The closet still contains all of our things and storage of other things.  I have the need to clear that out too, but between not lifting heavy boxes and wanting to keep some of it upstairs for the "kids room/play room" idea, it currently stays the way that it is until there is a plan. 

My Pinterest board about this "New Nursery" is exploding with ideas and as you can see, I'm really coming from about 100 angles. I cannot narrow it down to what I want to accomplish and I'm not sure about my goals.  Basically, I know that I'll be working with maple stained furniture, sage walls and white accents.  From there, the options to explore are unlimited.  When the gender was undetermined, I had thought about incorporating navy because that was gender neutral and would be really classic looking with the other items.  Then I remembered that my aunt would probably be making a blanket for this new baby and that I could potentially have that complete the circle of questions around how to decorate this nursery.  I asked her about options and lavender was an option, so now I feel like running with that.  But then Mattie suggested that I just add aqua to the mix to have them be all on the same pallet and then I could incorporate things from Coen's nursery that would be more baby like that I might be moving out of there soon.  And then I thought about sage with coral and thought that would be pretty too.

And then my head started spinning and I had to stop thinking about it.

I need something that I can touch and feel to spark my interest and get this ball rolling.  Yes, I realize that I don't have to have a sage nursery with only one accent color.  It can be a mixture and maybe it will be something that will come together with time.... So, while I'm at a bit of a stand still right now, I like to believe that sometime after this weekend, it will start to come together again and I will begin to feel better about it.

We'll see.

What's different/the same this time: Recently, in all of this BLAH feeling... I've realized that last time about this time I was approaching the end of my pregnancy at what seemed like rapid speed.  This time, I'm peaking about now and I'm just gearing up for what's going to be a really long, hot, sweaty, gross and swollen summer.  I'm not looking forward to this time. 

Also, in all of our planning to get pregnant and times that we had tried and tried and tried, when we actually became pregnant with Coen, it was perfect!  I was bound to deliver right around the time that S was wrapping up his school year and then we were going to be off together for what ended up being my entire maternity leave.  It was fantastic because having him around to help with everything was amazing. 

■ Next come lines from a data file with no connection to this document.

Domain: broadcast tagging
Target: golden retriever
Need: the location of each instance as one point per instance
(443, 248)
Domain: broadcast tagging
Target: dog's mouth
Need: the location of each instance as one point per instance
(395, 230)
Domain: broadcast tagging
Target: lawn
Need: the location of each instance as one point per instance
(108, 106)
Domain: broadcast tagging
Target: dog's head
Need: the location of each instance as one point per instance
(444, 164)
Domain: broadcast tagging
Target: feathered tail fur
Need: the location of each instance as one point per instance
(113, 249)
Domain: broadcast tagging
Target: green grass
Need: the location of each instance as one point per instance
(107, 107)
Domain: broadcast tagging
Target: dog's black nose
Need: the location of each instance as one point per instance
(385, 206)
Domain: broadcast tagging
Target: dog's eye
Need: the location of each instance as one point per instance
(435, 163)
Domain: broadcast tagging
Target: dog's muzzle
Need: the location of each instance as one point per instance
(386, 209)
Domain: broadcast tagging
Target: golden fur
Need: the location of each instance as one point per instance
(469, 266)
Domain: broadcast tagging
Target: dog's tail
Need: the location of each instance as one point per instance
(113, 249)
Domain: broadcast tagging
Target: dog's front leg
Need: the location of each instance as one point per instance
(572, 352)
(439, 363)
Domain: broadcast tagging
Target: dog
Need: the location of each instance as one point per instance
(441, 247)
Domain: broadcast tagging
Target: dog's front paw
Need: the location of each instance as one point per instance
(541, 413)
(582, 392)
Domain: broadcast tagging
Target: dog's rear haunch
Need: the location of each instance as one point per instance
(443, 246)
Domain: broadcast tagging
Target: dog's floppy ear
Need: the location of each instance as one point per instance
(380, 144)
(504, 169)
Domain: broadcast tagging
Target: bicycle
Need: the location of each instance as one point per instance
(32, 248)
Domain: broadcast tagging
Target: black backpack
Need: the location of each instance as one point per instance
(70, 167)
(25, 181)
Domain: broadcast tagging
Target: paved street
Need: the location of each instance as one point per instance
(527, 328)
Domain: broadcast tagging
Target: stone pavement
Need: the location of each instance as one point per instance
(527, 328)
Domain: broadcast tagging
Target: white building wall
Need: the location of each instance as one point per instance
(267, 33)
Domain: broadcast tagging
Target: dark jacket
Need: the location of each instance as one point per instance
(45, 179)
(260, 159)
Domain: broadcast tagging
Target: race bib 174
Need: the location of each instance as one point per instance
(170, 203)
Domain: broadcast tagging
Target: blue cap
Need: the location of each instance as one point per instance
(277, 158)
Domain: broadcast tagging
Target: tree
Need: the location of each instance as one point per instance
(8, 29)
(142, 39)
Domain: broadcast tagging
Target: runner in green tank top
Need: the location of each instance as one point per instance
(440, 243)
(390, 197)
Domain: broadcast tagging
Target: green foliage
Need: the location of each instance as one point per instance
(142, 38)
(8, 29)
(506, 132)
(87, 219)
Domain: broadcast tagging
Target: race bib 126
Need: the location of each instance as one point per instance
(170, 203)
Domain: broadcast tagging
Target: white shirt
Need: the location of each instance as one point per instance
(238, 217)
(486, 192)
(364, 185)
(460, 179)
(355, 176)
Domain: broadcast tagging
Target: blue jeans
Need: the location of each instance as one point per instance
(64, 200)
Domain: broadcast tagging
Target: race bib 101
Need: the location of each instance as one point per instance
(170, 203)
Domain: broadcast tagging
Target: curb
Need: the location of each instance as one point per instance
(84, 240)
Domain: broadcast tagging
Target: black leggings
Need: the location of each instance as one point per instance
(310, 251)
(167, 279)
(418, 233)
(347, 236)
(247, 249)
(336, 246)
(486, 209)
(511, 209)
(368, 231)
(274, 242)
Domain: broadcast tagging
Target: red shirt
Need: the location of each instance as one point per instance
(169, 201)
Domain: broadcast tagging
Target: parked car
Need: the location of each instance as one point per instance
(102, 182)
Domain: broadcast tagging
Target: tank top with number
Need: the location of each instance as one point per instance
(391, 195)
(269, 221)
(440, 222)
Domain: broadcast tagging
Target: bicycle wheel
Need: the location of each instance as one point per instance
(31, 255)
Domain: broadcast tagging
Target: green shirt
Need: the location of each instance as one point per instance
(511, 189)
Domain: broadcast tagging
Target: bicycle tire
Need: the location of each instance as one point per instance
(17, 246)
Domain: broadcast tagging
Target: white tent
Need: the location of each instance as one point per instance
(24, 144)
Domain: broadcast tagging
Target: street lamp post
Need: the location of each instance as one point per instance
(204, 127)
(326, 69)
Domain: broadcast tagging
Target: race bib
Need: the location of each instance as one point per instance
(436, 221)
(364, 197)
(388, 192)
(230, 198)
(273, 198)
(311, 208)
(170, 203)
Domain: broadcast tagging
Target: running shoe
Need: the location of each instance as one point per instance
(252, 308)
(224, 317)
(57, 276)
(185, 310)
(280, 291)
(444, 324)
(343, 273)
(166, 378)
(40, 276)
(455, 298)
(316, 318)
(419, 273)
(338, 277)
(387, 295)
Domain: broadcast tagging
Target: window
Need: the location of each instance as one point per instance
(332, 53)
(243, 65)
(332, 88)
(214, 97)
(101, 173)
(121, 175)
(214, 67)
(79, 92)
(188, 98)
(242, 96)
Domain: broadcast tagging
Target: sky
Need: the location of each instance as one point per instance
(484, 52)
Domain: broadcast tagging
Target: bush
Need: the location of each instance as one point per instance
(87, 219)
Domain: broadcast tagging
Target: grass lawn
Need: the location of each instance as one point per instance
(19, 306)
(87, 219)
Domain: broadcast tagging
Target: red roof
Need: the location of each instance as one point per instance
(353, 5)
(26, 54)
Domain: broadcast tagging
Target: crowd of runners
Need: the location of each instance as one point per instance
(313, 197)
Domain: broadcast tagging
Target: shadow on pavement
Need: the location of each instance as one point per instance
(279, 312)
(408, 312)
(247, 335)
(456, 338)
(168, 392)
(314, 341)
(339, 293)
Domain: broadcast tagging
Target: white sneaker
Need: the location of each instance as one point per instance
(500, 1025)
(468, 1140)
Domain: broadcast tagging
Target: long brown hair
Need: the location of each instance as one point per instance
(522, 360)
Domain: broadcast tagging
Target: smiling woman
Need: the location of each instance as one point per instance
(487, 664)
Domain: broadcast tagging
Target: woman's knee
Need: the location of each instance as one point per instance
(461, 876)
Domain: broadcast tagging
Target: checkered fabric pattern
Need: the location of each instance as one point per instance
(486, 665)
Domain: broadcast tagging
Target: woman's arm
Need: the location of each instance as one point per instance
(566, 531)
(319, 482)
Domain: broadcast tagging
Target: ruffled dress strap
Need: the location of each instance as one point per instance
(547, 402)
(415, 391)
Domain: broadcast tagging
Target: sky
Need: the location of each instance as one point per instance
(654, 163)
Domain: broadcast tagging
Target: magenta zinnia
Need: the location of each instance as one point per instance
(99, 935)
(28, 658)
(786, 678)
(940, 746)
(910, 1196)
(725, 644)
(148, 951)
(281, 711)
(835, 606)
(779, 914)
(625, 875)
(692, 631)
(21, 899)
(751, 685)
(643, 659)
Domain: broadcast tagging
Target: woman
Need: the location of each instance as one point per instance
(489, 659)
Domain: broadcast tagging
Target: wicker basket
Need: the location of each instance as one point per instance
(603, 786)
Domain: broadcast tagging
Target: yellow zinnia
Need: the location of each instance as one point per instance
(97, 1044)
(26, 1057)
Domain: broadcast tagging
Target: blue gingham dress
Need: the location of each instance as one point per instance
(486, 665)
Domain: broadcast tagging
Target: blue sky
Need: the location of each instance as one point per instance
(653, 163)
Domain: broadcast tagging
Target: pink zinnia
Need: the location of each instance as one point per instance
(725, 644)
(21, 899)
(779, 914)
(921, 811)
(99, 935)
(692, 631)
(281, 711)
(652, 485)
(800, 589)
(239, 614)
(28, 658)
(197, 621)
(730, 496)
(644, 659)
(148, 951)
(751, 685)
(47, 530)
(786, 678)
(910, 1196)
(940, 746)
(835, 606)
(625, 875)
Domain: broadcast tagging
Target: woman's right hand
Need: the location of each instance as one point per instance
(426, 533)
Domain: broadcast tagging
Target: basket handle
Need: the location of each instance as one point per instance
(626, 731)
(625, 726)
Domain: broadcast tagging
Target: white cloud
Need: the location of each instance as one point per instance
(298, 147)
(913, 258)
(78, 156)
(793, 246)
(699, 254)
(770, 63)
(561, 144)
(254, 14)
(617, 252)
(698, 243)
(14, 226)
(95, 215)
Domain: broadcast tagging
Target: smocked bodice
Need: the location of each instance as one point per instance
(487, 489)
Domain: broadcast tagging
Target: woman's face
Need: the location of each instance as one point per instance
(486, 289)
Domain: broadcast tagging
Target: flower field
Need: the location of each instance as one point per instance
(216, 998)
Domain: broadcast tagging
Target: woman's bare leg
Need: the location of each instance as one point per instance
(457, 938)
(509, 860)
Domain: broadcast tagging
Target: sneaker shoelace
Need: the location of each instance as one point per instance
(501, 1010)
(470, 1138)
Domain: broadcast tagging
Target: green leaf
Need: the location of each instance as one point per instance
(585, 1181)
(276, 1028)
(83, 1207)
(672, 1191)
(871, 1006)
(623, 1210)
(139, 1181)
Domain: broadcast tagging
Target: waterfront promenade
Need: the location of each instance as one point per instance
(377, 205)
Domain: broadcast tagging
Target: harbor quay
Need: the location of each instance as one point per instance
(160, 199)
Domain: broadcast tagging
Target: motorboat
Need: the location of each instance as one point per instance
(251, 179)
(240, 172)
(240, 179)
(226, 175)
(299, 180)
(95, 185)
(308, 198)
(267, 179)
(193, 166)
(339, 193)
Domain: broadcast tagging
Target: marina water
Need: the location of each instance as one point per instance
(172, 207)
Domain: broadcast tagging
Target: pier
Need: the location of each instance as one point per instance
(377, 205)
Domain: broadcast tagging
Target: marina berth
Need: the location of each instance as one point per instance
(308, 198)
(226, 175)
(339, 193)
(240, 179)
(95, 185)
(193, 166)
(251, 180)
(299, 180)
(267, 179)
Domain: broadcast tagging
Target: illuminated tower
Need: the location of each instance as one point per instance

This time, again with no planning involved, we aren't in the same position as we were before.  I will be on maternity leave for the majority of the time, alone.

What I'm looking forward to: Feeling better and getting the nursery going.

Best moment of the week: Seeing Coen become stronger and seeing him start to use words in context.  This, my friends, is the cutest thing I've ever seen.

Last appointment details: My last appointment was on Monday and everything was great.  Measuring on schedule and we had confirmation that my ultrasound looked great too!  Good news all around...

Next appointment: Friday, May 25 at 8:30am. 

They said that I would be scheduling my c-section at my next appointment! 

It's crazy to think that I'm going to have a potential "end date" to this pregnancy scheduled in a week, but it will be nice to have an idea of when things will happen.  Last time, it was just a constant guessing game, so it will be nice to know what's going on.  I do realize that by just having a date on the calendar doesn't mean that I'm going to avoid going into labor, altogether.  I realize that this is a possibility and that it could happen, but for now, I'm just going to plan toward that end date and wait for whatever else to happen, in-between now and then.





Have a great weekend!

1 comment:

Leah said...

Keep trucking along lady! Crazy to hear all of the differences.